July 25, 2013 Library of Congress Acquires Papers of Gay-Rights Pioneer Lilli Vincenz
Contact: Audrey Fischer (202) 707-0022
Gay civil-rights pioneer Lilli Vincenz has donated to the Library of Congress her collection of papers, photographs, 16-mm films and memorabilia, collected over a period of 50 years in the gay and lesbian civil-rights movement.
Vincenz was one of the first lesbian members of the original Mattachine Society of Washington, D.C., a gay-rights organization, and the first editor of its newsletter, “The Homosexual Citizen.” She marched in the historic picket of the White House on April 17, 1965, participated in annual July 4th gay-rights demonstrations in Philadelphia, and was part of the delegation that met with U.S. Civil Service Commission officials in 1965 to discuss the continued federal ban on hiring homosexuals. Vincenz was also an early member of the Daughters of Bilitis, a national lesbian-rights organization, wrote a biweekly column for the New York-based Gay magazine, and was interviewed often by the media with other lesbian leaders.
The collection of some 10,000 items documents both her personal biography and the larger gay rights movement. Included are diaries, photographs, family papers, correspondence, academic and research files, printed matter and organizational records. The collection will be available for research use once the materials are organized and a finding aid is prepared.
Of special note are two iconic 16-mm films made by Vincenz of several early gay-rights events. These are “The Second Largest Minority” (7 min.), which documents the “Reminder Day Picket” at Independence Hall, Philadelphia, July 4, 1968; and “Gay and Proud,” (11.5 min.), of the first Christopher Street Liberation Day Parade held in New York City, June 28, 1970, to commemorate the first anniversary of the Stonewall Riots, a watershed in the history of gay rights in America. Excerpts from Vincenz’s films are included in a number of documentaries including “Stonewall Uprising” (American Experience, 2011).
Born in 1937 in Hamburg, Germany, Vincenz immigrated to the United States, attended college, and received an M.A. in English from Columbia University before serving in the United States Army in 1963. She received a general discharge under honorable conditions because of her homosexuality. Following her discharge, Vincenz contacted pioneer gay-rights activist Frank Kameny, co-founder of the Mattachine Society of Washington, D.C., and began editing and writing articles for the society under the pseudonym Lily Hansen. In 1971, Vincenz helped launch the Kameny for Congress Campaign, thought to be the first time a publicly acknowledged gay person ran for office in the United States. Her collection includes original materials from the campaign.

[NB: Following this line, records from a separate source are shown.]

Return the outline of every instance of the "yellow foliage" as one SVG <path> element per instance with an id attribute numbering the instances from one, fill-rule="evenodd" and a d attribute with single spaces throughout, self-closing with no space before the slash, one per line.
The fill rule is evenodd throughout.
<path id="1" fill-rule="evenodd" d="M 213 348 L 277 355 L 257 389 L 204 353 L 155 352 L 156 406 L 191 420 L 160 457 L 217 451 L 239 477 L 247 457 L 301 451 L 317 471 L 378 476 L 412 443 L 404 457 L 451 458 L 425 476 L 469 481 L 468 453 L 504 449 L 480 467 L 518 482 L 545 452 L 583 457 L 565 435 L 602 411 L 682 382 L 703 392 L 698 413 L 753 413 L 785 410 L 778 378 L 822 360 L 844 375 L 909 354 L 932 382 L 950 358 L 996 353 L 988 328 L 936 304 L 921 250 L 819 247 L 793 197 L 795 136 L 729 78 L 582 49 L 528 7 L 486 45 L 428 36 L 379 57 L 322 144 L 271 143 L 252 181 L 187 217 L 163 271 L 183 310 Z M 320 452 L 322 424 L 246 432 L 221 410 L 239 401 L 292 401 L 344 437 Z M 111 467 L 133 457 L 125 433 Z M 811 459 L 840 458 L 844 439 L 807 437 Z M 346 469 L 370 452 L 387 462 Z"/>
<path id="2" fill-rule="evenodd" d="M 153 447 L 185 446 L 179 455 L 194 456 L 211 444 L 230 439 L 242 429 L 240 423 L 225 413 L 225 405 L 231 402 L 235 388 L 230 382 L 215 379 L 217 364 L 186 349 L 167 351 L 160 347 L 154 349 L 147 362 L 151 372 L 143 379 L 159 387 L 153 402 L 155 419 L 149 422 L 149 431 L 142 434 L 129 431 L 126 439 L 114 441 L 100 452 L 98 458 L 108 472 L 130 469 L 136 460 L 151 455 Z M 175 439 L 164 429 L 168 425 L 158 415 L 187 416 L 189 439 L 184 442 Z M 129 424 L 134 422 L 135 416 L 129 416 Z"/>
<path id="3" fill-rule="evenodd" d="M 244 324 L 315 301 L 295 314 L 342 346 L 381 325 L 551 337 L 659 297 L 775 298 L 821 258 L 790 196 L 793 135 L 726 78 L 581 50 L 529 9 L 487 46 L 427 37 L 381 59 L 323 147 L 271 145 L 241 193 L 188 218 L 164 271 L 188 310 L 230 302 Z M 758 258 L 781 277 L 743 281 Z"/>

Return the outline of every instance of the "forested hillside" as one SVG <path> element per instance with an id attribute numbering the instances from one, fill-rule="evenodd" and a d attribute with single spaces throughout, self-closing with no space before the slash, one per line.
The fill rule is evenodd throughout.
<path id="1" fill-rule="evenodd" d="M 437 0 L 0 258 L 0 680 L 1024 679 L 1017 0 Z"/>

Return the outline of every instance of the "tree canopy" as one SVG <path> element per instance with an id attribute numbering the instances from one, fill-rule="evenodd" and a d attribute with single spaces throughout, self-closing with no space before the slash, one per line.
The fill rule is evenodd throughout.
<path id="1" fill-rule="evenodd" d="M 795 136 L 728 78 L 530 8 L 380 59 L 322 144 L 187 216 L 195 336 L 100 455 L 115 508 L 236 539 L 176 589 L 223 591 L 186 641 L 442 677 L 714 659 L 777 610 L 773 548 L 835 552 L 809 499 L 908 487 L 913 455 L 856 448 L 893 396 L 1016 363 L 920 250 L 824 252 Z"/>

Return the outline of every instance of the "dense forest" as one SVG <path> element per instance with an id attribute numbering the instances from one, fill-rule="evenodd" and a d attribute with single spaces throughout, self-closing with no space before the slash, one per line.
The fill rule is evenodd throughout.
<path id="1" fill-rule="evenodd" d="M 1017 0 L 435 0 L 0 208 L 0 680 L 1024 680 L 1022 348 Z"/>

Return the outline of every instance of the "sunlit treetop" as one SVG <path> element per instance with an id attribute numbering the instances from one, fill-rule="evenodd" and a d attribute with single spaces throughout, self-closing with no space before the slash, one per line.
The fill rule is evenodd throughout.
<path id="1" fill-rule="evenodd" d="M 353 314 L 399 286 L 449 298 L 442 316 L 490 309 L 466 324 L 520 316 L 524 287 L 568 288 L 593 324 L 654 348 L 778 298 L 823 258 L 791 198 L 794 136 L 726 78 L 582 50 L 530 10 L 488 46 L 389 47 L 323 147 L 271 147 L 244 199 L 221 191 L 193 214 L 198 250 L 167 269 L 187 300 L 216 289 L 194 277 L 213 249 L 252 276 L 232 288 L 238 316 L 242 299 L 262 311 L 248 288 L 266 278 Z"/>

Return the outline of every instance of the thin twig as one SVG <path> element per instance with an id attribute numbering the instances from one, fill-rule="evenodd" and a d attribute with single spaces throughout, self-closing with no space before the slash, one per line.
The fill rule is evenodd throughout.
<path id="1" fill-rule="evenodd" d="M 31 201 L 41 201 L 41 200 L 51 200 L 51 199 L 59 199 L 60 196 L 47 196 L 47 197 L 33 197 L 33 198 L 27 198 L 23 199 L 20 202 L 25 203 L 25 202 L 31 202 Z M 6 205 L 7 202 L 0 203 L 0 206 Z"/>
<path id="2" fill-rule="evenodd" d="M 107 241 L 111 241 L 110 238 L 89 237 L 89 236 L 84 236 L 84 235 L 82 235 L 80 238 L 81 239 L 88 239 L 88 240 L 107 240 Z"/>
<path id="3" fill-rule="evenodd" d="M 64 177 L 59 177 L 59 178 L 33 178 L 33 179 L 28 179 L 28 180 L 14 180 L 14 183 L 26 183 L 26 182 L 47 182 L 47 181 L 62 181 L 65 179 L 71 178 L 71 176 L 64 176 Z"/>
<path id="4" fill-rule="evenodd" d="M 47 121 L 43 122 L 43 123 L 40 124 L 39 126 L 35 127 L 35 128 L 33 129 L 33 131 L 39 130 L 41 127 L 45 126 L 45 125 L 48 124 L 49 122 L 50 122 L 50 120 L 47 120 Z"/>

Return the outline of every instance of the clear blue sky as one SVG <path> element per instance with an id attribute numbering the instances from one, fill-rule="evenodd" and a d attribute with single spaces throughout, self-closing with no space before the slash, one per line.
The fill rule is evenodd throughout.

Vincenz earned a master’s degree in psychology from George Mason University, and a Ph.D. in human development and psychology from the University of Maryland. In 1976, she started a psychotherapy practice, working with lesbian and bisexual women and, later, gay men during the height of the AIDS crisis. From 1971 to 1977, she ran a Gay Women’s Open House in her home every Wednesday evening to provide lesbian and bisexual women a nonthreatening place to meet and discuss common concerns, and in 1976 she served on the National Organization for Women’s Sexuality Task Force.
She and her spouse, Nancy Ruth Davis, were married in Key West, Fla., in 1986. Together, they founded the Empowerment Group for People Living with AIDS, in Arlington, Va., in the mid-1980s and the Community for Creative Self-Development in 1998. The latter organization holds forums, conferences, workshops, classes and special events.
The Vincenz papers will join the Manuscript Division’s holdings of more than 63 million items, including more than 11,500 collections that document the course of American history from its colonial origins to the present and encompass all aspects of American life such as politics, civic reform, war, diplomacy, national security, exploration, science and literature.
The donation was made through Vincenz’s agent, Charles Francis, co-founder of the Kameny Papers Project, which donated the papers of gay civil-rights pioneer Franklin E. Kameny to the Library of Congress in 2006.
Founded in 1800, the Library of Congress is the nation’s oldest federal cultural institution. The Library seeks to spark imagination and creativity and to further human understanding and wisdom by providing access to knowledge through its magnificent collections, programs, publications and exhibitions. Many of the Library’s rich resources can be accessed through its website at www.loc.gov.